From f6897566f86c0020e3411012a398eb42890ff50e Mon Sep 17 00:00:00 2001
From: Logan <Logan@simplestepsolutions.com>
Date: Mon, 4 May 2026 01:13:18 -0400
Subject: [PATCH] Fix tags, titles, and hallucinations

---
 .../app/internal/incident_correlator.py        | 18 +++++++++++++-----
 drb-c2-core/app/internal/transcription.py      |  8 ++++++--
 2 files changed, 19 insertions(+), 7 deletions(-)
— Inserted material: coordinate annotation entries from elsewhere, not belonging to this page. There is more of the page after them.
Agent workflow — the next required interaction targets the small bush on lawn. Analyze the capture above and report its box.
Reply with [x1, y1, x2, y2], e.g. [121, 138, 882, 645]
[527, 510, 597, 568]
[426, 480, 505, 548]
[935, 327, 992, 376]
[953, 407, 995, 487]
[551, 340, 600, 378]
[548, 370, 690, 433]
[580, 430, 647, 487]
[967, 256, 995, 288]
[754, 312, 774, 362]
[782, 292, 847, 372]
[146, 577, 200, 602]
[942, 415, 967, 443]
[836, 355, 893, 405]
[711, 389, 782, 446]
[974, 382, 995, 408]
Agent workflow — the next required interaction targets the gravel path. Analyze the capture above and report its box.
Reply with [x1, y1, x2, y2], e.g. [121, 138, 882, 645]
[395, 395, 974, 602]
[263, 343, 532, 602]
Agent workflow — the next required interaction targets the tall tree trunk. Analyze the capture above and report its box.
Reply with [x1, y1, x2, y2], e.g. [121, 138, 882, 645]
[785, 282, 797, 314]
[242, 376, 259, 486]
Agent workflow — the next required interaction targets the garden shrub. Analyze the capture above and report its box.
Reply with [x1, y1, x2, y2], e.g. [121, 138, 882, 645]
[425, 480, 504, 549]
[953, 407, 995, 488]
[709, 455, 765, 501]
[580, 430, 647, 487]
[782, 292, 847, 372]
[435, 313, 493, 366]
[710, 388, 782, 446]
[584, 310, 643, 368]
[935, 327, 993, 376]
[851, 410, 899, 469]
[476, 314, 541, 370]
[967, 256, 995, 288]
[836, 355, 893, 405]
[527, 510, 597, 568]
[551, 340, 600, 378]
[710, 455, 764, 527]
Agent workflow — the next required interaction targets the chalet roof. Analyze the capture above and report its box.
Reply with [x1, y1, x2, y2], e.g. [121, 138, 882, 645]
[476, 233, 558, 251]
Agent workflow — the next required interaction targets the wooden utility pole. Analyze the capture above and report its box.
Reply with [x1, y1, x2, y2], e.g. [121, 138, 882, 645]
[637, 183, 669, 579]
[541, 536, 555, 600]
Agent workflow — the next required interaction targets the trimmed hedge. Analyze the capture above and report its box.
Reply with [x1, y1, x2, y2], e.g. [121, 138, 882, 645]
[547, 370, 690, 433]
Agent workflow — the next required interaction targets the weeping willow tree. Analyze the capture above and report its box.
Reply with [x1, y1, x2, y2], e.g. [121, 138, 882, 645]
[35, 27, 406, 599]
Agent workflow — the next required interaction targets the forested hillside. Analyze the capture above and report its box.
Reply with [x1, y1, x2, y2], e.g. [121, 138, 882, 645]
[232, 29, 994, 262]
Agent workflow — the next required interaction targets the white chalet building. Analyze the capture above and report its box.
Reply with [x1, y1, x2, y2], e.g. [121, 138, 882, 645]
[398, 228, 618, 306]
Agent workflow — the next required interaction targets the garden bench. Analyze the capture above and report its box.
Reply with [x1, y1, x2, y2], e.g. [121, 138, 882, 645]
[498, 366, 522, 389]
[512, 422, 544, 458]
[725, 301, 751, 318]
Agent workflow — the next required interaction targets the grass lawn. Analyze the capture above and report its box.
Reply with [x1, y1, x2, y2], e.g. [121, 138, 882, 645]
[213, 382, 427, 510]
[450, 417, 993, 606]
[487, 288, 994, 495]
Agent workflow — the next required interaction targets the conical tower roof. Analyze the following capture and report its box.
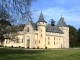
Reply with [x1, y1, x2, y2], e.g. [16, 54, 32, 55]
[37, 12, 47, 23]
[56, 17, 67, 27]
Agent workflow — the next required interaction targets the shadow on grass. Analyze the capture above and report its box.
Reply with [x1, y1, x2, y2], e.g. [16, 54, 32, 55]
[0, 48, 45, 60]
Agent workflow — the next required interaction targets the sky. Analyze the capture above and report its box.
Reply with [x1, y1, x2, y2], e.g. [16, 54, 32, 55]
[31, 0, 80, 29]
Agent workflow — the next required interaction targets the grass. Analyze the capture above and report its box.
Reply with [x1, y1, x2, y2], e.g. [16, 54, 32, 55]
[0, 48, 80, 60]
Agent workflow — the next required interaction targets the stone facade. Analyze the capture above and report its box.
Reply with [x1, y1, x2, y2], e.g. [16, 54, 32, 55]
[4, 12, 69, 48]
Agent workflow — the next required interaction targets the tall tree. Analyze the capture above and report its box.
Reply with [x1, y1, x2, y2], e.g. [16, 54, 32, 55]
[77, 28, 80, 46]
[0, 0, 36, 22]
[68, 25, 77, 47]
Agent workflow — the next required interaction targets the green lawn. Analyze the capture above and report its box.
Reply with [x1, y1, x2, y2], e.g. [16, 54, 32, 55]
[0, 48, 80, 60]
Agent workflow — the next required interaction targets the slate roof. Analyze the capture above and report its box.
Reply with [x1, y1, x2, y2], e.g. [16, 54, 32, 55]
[37, 12, 47, 23]
[56, 17, 67, 27]
[46, 25, 63, 34]
[5, 24, 25, 33]
[31, 23, 37, 30]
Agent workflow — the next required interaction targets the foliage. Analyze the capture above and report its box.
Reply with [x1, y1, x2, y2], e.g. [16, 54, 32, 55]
[50, 19, 55, 26]
[0, 0, 36, 22]
[0, 48, 80, 60]
[68, 25, 77, 47]
[77, 28, 80, 46]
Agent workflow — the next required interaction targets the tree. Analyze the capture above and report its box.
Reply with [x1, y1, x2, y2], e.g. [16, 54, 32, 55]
[50, 19, 55, 26]
[0, 19, 11, 42]
[0, 0, 36, 22]
[68, 25, 77, 47]
[77, 28, 80, 46]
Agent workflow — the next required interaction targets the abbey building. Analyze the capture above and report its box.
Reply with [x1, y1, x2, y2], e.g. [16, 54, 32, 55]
[2, 12, 69, 48]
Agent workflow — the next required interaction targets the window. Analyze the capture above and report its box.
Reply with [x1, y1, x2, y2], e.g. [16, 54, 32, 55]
[41, 30, 42, 32]
[59, 38, 60, 40]
[48, 41, 50, 45]
[54, 42, 55, 45]
[54, 37, 55, 40]
[35, 41, 36, 44]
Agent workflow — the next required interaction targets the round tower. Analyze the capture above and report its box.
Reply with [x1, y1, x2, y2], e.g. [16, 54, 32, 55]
[37, 12, 47, 48]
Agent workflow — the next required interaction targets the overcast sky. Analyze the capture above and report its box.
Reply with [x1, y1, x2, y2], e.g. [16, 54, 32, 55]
[32, 0, 80, 29]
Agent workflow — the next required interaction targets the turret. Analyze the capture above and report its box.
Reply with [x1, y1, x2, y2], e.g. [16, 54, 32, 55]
[56, 17, 69, 48]
[37, 12, 47, 48]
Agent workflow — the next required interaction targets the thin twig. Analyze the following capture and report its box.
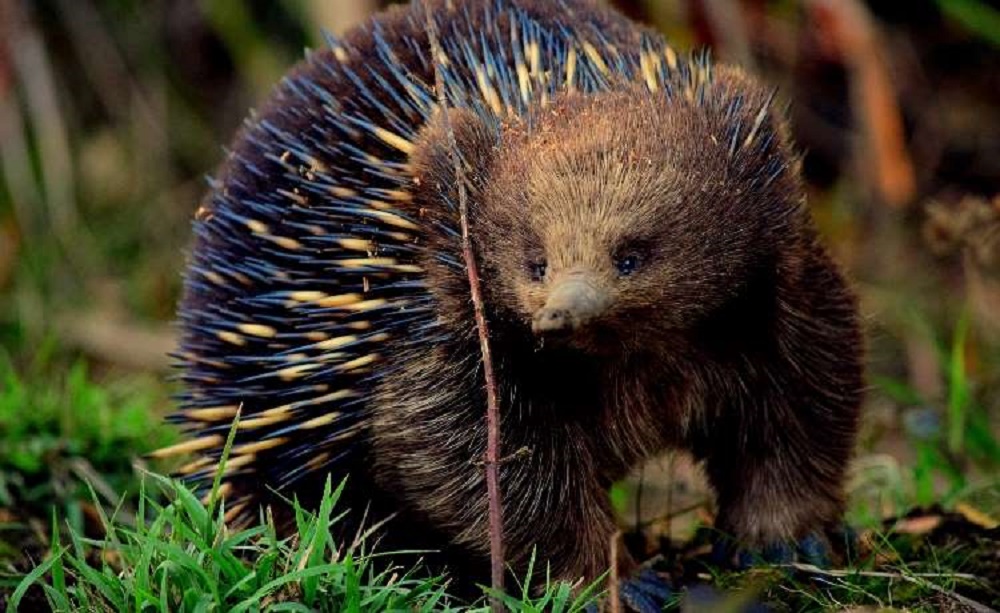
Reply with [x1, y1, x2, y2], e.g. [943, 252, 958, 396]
[608, 530, 622, 613]
[424, 5, 504, 612]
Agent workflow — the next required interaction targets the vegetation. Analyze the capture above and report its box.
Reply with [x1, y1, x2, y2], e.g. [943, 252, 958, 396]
[0, 0, 1000, 611]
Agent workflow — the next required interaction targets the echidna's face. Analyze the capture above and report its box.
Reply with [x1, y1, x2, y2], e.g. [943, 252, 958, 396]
[479, 81, 798, 353]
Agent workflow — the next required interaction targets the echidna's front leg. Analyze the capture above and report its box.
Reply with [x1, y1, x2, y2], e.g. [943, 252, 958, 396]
[696, 253, 862, 561]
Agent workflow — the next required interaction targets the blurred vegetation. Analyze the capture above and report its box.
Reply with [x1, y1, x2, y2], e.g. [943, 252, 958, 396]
[0, 0, 1000, 607]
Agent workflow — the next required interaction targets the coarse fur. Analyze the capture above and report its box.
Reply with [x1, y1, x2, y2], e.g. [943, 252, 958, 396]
[160, 0, 862, 592]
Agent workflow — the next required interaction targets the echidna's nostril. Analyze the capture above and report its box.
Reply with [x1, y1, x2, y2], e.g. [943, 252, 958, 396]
[531, 308, 573, 334]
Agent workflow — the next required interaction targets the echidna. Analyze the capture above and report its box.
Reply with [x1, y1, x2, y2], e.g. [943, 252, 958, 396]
[152, 0, 862, 604]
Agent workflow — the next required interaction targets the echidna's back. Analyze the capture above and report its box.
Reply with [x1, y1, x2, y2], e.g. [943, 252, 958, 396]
[160, 0, 660, 514]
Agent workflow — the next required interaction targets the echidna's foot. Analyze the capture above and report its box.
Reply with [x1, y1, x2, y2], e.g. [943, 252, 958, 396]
[712, 525, 857, 569]
[585, 568, 676, 613]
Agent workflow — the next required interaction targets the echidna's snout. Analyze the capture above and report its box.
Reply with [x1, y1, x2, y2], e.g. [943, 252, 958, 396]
[531, 272, 608, 336]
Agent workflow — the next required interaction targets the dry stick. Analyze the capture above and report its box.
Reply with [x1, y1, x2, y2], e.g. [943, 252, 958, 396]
[424, 4, 504, 612]
[608, 530, 622, 613]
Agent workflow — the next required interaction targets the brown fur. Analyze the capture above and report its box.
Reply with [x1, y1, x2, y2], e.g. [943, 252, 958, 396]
[170, 0, 862, 596]
[388, 69, 862, 579]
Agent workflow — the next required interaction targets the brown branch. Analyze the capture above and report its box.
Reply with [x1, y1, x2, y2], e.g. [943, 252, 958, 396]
[808, 0, 917, 208]
[424, 4, 504, 613]
[608, 530, 622, 613]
diff --git a/drb-c2-core/app/internal/incident_correlator.py b/drb-c2-core/app/internal/incident_correlator.py
index b602c43..8ac0fb0 100644
--- a/drb-c2-core/app/internal/incident_correlator.py
+++ b/drb-c2-core/app/internal/incident_correlator.py
@@ -49,6 +49,14 @@ from app.config import settings
 _DISPATCH_TG_RE = re.compile(r"\bdispatch\b|\bdisp\b", re.IGNORECASE)
 
 
+def _tag_to_title(tag: str) -> str:
+    """
+    Convert a hyphenated tag to title case without the str.title() apostrophe bug.
+    e.g. "lower-macy's" → "Lower Macy's"  (not "Lower Macy'S")
+    """
+    return " ".join(w.capitalize() for w in tag.replace("-", " ").split())
+
+
 def _is_dispatch_channel(talkgroup_name: Optional[str]) -> bool:
     """True when the talkgroup is a shared dispatch backbone (not a tactical/working channel)."""
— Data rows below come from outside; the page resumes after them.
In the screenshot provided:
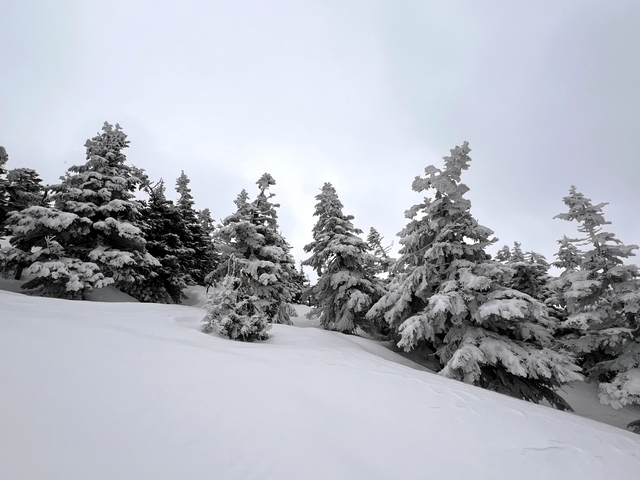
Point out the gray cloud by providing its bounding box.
[0,0,640,266]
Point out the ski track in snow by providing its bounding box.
[0,291,640,480]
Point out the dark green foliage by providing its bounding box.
[368,142,581,408]
[207,173,299,324]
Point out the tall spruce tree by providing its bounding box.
[0,145,9,227]
[369,142,581,409]
[367,227,393,273]
[555,186,640,408]
[176,171,218,285]
[136,180,191,303]
[302,183,384,333]
[204,173,296,340]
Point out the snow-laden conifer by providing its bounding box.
[202,255,271,342]
[367,227,394,274]
[554,186,640,407]
[207,173,297,334]
[171,171,218,285]
[0,145,9,226]
[136,180,192,303]
[0,122,158,297]
[302,183,384,333]
[368,142,581,409]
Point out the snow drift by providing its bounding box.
[0,291,640,480]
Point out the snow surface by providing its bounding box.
[0,291,640,480]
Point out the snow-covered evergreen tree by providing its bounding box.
[0,145,9,226]
[208,173,297,330]
[302,183,384,333]
[367,227,393,273]
[202,256,271,342]
[368,142,581,409]
[198,208,216,236]
[0,122,159,298]
[555,186,640,407]
[6,168,46,211]
[136,180,191,303]
[176,171,218,285]
[496,242,551,303]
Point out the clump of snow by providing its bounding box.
[0,292,640,480]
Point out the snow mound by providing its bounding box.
[0,291,640,480]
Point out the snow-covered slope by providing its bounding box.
[0,291,640,480]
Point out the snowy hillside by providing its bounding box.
[0,291,640,480]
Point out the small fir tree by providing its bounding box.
[302,183,384,333]
[0,122,159,298]
[369,142,581,409]
[554,186,640,408]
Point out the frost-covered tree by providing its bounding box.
[176,171,218,285]
[202,256,271,342]
[496,242,551,303]
[198,208,216,236]
[0,145,9,225]
[369,142,581,409]
[367,227,393,273]
[554,186,640,408]
[208,173,297,330]
[0,122,158,298]
[302,183,384,333]
[136,180,191,303]
[6,168,46,211]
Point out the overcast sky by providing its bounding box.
[0,0,640,270]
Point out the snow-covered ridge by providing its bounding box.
[0,291,640,480]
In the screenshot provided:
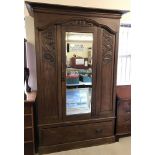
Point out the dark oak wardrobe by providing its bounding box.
[26,2,127,153]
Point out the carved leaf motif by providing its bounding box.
[102,29,113,64]
[64,19,93,26]
[41,26,56,64]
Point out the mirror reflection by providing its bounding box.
[66,32,93,115]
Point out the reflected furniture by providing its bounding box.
[116,85,131,140]
[24,92,36,155]
[26,2,127,153]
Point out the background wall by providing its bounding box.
[24,0,131,90]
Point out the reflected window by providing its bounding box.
[66,32,93,115]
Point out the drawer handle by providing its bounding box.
[96,129,103,133]
[125,109,131,113]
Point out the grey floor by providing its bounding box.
[39,137,131,155]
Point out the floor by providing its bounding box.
[40,137,131,155]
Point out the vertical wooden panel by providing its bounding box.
[38,25,59,124]
[97,28,115,115]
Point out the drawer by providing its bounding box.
[116,123,131,134]
[24,115,32,127]
[24,104,32,114]
[117,100,131,115]
[24,142,34,155]
[24,128,33,141]
[117,113,131,124]
[40,121,114,146]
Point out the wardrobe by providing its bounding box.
[26,2,127,153]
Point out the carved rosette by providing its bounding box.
[41,26,56,64]
[102,29,113,64]
[63,19,94,26]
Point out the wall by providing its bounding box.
[24,0,131,90]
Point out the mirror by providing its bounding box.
[66,32,93,115]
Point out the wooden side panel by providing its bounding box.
[37,25,59,124]
[97,28,115,116]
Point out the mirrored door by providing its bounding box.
[65,32,93,116]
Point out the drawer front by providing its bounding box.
[24,142,34,155]
[24,128,33,141]
[117,100,131,115]
[40,121,113,146]
[116,123,131,134]
[24,104,32,114]
[24,115,32,127]
[117,113,131,124]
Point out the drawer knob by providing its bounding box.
[96,129,103,133]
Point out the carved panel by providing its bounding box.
[63,19,94,26]
[102,29,113,64]
[41,26,56,64]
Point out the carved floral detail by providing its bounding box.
[41,26,56,64]
[63,19,94,26]
[102,29,113,64]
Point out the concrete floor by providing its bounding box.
[41,137,131,155]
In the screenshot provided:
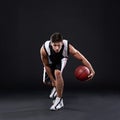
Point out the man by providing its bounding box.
[40,32,95,110]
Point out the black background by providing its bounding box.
[0,0,120,89]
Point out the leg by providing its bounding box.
[55,70,64,98]
[50,70,64,110]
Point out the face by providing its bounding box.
[51,42,63,53]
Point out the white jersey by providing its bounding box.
[43,39,69,71]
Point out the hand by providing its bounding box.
[52,80,56,87]
[88,71,95,80]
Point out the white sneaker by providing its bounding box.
[50,97,64,110]
[49,87,57,99]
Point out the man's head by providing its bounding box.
[50,32,63,53]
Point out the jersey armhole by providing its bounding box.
[43,44,48,55]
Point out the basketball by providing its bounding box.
[74,65,90,81]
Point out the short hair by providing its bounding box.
[50,32,63,42]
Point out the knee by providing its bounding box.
[55,70,62,76]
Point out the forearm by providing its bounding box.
[44,65,55,81]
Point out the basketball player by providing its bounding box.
[40,32,95,110]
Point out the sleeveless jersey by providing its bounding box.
[44,39,69,64]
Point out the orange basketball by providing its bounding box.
[74,65,90,81]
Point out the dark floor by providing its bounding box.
[0,84,120,120]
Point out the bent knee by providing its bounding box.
[54,70,61,76]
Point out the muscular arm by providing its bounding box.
[40,46,55,82]
[69,44,95,79]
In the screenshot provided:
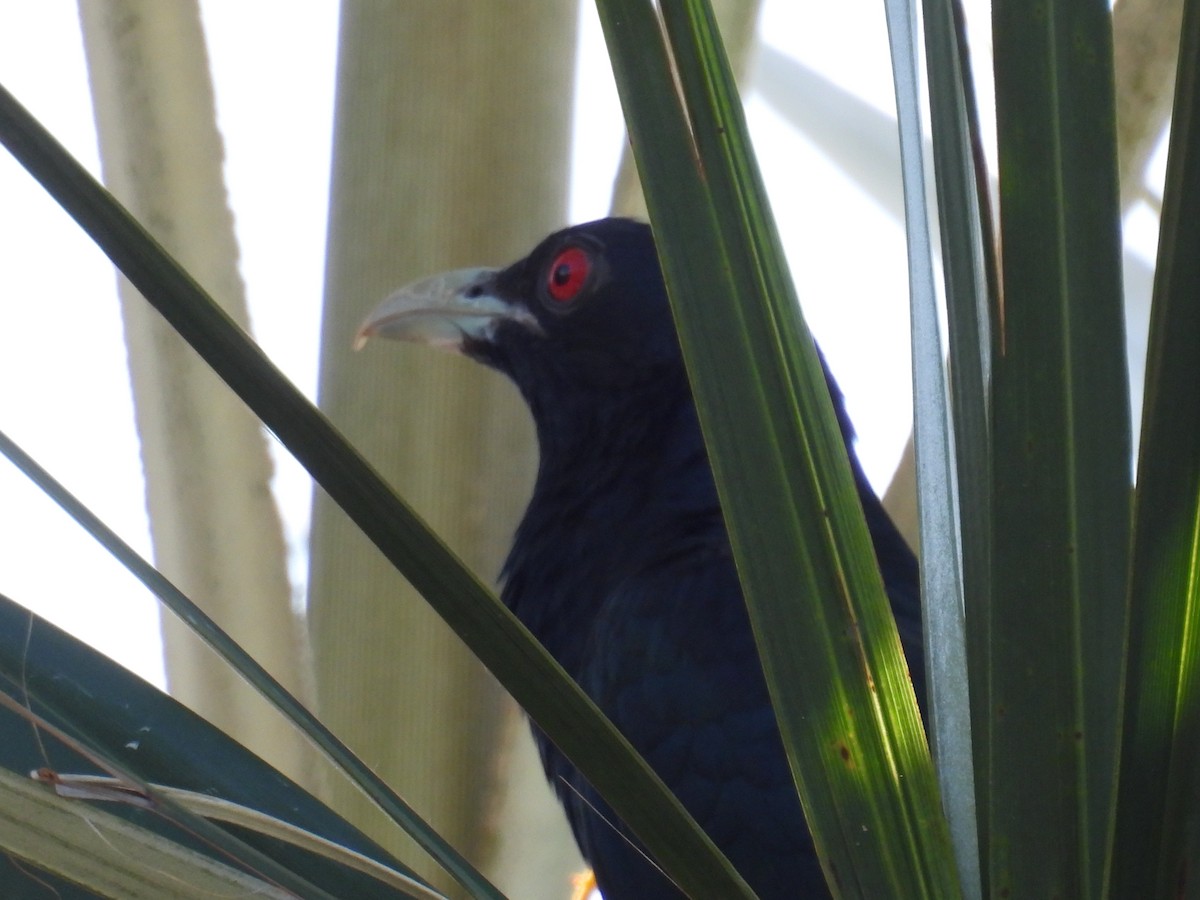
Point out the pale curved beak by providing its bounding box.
[354,269,516,350]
     if not talkgroup_name:
@@ -474,12 +482,12 @@ async def _update_incident(
     # Routine status calls (type=None) do not clobber the title.
     if incident_type:
         content_tags = [t for t in tags if t != "auto-generated"]
-        primary_tag = content_tags[0].replace("-", " ").title() if content_tags else None
+        primary_tag = _tag_to_title(content_tags[0]) if content_tags else None
         tg_label = (
             talkgroup_name
             or (f"TGID {talkgroup_id}" if talkgroup_id else inc.get("title", "").split(" — ")[-1])
         )
-        if primary_tag and best_location:
+        if primary_tag and best_location and primary_tag.lower() != best_location.lower():
             updates["title"] = f"{primary_tag} at {best_location}"
         elif primary_tag and tg_label:
             updates["title"] = f"{primary_tag} — {tg_label}"
@@ -513,13 +521,13 @@ async def _create_incident(
 
     # Build a descriptive title from tags + location when available
     content_tags = [t for t in tags if t != "auto-generated"]
-    primary_tag  = content_tags[0].replace("-", " ").title() if content_tags else None
-    if primary_tag and location:
+    primary_tag  = _tag_to_title(content_tags[0]) if content_tags else None
+    if primary_tag and location and primary_tag.lower() != location.lower():
         title = f"{primary_tag} at {location}"
     elif primary_tag:
         title = f"{primary_tag} — {tg_label}"
     else:
-        title = f"{incident_type.title()} — {tg_label}"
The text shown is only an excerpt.